I myself was threatened for 15 times. It is the Extremist Islamists whom threaten us
Zoroastrians believe that laws have to come into power. Iraqi law has not recognized Zoroastrians officially yet the constitution provides religious rights for all Iraqis in terms of religious beliefs and security of their holy places.
"The (KRG) law is implemented in some ministries but in other directorates it is not valid. It is a very good law and vital for Zoroastrianism and all other religions. Due to this law, people are not afraid or ashamed to convert to Zoroastrianism," Husamaddin added.
Parliament of Kurdistan Iraq, blames executive authorities for not materializing law of rights for components. Romeo Hakari, head of committee of advocacy for human rights says if the law is implemented, "components (religions) would have not faced any problems. Most of its articles have not been executed."
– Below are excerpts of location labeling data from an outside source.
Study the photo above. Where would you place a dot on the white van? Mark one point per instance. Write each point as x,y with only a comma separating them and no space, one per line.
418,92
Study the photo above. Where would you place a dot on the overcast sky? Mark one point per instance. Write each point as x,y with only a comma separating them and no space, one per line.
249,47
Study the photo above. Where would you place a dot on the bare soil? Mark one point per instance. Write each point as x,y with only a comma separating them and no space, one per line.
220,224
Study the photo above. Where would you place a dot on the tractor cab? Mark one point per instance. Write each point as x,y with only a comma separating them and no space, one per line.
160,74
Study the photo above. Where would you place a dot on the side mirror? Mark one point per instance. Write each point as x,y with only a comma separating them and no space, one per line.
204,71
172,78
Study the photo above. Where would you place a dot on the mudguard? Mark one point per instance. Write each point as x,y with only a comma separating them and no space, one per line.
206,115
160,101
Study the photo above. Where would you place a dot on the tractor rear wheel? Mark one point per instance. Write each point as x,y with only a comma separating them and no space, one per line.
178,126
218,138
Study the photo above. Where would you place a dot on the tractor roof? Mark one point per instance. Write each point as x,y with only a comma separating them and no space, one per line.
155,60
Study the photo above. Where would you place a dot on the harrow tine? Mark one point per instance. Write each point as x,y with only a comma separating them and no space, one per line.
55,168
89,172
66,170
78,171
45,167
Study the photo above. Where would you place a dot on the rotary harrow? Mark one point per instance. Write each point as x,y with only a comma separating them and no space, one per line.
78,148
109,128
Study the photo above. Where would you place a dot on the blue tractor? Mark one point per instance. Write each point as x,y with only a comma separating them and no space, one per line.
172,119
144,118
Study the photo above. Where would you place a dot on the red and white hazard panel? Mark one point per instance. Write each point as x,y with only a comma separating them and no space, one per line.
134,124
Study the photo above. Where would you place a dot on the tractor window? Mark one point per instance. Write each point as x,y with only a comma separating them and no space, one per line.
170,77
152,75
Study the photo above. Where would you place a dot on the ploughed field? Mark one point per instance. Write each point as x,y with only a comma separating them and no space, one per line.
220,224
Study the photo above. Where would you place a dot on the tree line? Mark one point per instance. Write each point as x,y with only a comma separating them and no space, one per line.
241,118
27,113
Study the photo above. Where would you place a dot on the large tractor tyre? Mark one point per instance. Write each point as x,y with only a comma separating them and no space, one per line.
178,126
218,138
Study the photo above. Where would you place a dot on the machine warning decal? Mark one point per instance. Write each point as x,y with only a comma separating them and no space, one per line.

Hakari holds the KRG accountable for not materializing the law in favor of minorities.
"The parliament is planning to amend the law."
The Zoroastrians are persistent to unveil their religion to all people in Kurdistan.
"We have many archeological sites in Duhok trying to renovate it. We are trying to convince the government to appoint a clergy in Duhok to supervise religious affairs of Zorostrians," Husamaddin said.
We have many archeological sites in Duhok trying to renovate it.
About 200 resident of Duhok Northern Province converted to Zoroastrianism aged 24-60 years old. Converters sacrifice their social relationships and employment when they publicize it
Mahdi says more people want to join but they don't want to reveal it. "Some people when got married and found they have converted, they divorced. Others were fired from their work."
"No one was hold accountable for discrimination or firing. Besides, filing lawsuit and hiring a lawyer is costly."
Efforts of security forces were hailed as celebrations could not take place without their support.
"If we do any activity, it should be in cooperation with the security forces," he added.
Zoroastrians insist their message is peace and coexistence.
"We want to live along other religions and components in peace. We will not give up and want to have our temple and explain Zoroastrianism to all Badinan people. We are optimist those reject us today, tomorrow will accept us," Chiya confidently said.